The person who built the open-source toolchain that lets local AI models run on a regular laptop has spent the last six weeks running one of those models for his own coding work. The bottleneck, he says, is not generating code. It is reading other people's.
Georgi Gerganov, the original creator and current maintainer of llama.cpp, a widely used C/C++ library that lets open-weight AI models run on consumer hardware, described his daily setup in a Hacker News comment on Vicki Boykis's recent essay on local model tooling. The model is Qwen3.6-27B, a large coding model from the Qwen team. Gerganov called it "a very capable local model for coding tasks" and said he has been using it almost daily for "the last month and a half."
The hardware is ordinary. He runs Qwen3.6-27B on an Apple M2 Ultra desktop and on a separate box with an Nvidia RTX 5090 graphics card, machines a working developer might already own. The harness around the model is deliberately minimal: a stripped-down version of the "pi" coding agent, launched with the flags pi -nc --offline, paired with a short system prompt that nudges the model's output toward his own style.
The Boykis essay that prompted Gerganov's comment argues that running models locally has finally become practical for ordinary work, partly because the surrounding tooling has matured. Gerganov's setup is a working example of that thesis, with a caveat Boykis did not foreground. The work he hands to the model is "small mundane tasks at ggml-org," the GitHub organization that hosts llama.cpp and related projects. He does not describe the output as a showcase. "Nothing really impressive," he wrote, in the comment collected by Simon Willison's roundup of the Gerganov quote.
The next line of the comment is the part that matters. Asked whether he would lean on the model more, Gerganov pointed at the part of his job that has not changed. "I'd use it more if PR review didn't consume most of my time," he wrote. The inference, drawn from the quote itself, is that the local model can carry a slice of the writing side of a maintainer's day. The reading side, where someone else wrote the patch and you have to judge it, is still a human job.
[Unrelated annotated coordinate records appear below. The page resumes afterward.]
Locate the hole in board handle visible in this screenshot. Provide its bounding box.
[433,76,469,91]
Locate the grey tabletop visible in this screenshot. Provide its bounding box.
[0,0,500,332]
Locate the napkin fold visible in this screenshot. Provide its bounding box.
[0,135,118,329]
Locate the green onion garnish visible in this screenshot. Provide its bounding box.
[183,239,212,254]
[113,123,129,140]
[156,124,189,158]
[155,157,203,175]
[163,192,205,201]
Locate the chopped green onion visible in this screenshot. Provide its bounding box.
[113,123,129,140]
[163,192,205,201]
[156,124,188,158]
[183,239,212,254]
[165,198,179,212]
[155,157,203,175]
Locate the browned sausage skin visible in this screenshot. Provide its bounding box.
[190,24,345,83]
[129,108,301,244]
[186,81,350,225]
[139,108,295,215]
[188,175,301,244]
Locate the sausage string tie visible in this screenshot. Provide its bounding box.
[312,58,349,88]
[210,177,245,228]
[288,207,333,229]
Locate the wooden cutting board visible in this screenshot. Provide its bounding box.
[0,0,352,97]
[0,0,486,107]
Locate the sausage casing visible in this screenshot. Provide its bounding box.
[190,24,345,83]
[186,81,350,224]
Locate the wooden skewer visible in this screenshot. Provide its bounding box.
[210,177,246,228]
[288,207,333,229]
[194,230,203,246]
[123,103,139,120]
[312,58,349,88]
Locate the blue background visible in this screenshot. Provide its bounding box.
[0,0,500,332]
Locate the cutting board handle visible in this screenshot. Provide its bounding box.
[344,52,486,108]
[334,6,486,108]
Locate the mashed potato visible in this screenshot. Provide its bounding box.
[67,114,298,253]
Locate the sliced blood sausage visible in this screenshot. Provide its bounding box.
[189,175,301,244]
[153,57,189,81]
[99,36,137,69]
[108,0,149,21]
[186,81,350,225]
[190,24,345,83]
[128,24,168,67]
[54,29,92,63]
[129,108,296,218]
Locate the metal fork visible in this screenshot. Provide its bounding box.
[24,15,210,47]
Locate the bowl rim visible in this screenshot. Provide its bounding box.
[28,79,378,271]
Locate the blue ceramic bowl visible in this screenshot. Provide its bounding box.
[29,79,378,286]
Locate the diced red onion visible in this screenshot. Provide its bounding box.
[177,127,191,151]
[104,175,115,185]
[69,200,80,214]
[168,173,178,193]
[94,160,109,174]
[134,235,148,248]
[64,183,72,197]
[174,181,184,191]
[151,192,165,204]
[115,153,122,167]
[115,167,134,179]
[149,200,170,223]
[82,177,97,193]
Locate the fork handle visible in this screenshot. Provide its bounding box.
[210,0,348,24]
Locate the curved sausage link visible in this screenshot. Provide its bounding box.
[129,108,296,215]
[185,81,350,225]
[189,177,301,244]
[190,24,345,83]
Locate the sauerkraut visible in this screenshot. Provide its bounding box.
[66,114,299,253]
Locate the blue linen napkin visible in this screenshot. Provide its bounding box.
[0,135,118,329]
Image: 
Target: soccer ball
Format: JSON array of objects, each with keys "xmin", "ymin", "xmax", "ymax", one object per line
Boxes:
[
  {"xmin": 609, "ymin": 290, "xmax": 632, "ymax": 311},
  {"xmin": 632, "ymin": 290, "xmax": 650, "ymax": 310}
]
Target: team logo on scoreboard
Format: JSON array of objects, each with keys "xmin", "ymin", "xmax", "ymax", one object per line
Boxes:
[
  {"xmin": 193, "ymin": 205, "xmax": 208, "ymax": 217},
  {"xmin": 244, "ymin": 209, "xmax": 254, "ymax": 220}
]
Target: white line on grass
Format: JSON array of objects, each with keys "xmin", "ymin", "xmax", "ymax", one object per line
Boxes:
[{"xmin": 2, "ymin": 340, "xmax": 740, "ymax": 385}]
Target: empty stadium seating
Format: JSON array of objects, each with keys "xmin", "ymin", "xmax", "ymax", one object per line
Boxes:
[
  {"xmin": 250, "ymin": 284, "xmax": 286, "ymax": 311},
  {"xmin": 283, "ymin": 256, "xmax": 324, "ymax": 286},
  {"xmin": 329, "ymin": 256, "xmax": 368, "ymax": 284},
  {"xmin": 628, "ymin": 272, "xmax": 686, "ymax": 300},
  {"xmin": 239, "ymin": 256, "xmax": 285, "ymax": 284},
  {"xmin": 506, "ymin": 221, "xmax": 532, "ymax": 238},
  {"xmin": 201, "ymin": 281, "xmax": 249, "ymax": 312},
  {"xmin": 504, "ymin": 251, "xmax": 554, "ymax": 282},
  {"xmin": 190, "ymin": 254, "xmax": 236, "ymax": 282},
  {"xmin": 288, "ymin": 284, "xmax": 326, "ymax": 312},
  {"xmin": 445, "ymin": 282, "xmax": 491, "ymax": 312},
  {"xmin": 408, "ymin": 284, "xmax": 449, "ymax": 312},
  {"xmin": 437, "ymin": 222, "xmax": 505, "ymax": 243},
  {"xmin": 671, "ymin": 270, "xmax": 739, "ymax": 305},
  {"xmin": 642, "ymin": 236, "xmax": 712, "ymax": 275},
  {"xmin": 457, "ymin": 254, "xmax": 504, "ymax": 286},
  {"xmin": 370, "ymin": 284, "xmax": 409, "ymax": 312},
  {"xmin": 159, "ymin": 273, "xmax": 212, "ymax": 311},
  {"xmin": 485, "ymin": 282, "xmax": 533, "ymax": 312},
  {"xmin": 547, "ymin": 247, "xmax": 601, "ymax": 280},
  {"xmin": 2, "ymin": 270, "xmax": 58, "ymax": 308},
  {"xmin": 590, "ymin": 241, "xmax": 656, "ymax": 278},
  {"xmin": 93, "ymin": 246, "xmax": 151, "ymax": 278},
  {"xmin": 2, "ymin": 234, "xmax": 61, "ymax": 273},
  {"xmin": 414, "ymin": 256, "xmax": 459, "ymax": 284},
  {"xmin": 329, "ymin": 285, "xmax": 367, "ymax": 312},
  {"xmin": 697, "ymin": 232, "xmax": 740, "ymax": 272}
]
The signal here is narrower than the usual local-vs-hosted contest. It is not about whether a 27-billion-parameter open-weight model can match a frontier hosted model on a benchmark. It is about whether the local model can carry the part of a maintainer's day that the maintainer is happy to stop doing. Gerganov's answer is yes, inside a narrow lane, and he is the source on it. The pull request queue is the lane he is not yet willing to hand over.
Gerganov is not an outside observer. He maintains the library that makes this workflow possible, which gives the quote a different weight than a generic developer endorsement. It also limits how far the signal travels. He is describing his own workload, on his own projects, with a specific model and a specific harness. The picture he draws is small but useful: the local-coding floor has reached the point where one of the people who built the floor runs it for real work, and the rest of the day's bottlenecks are still the ones the floor was never going to fix.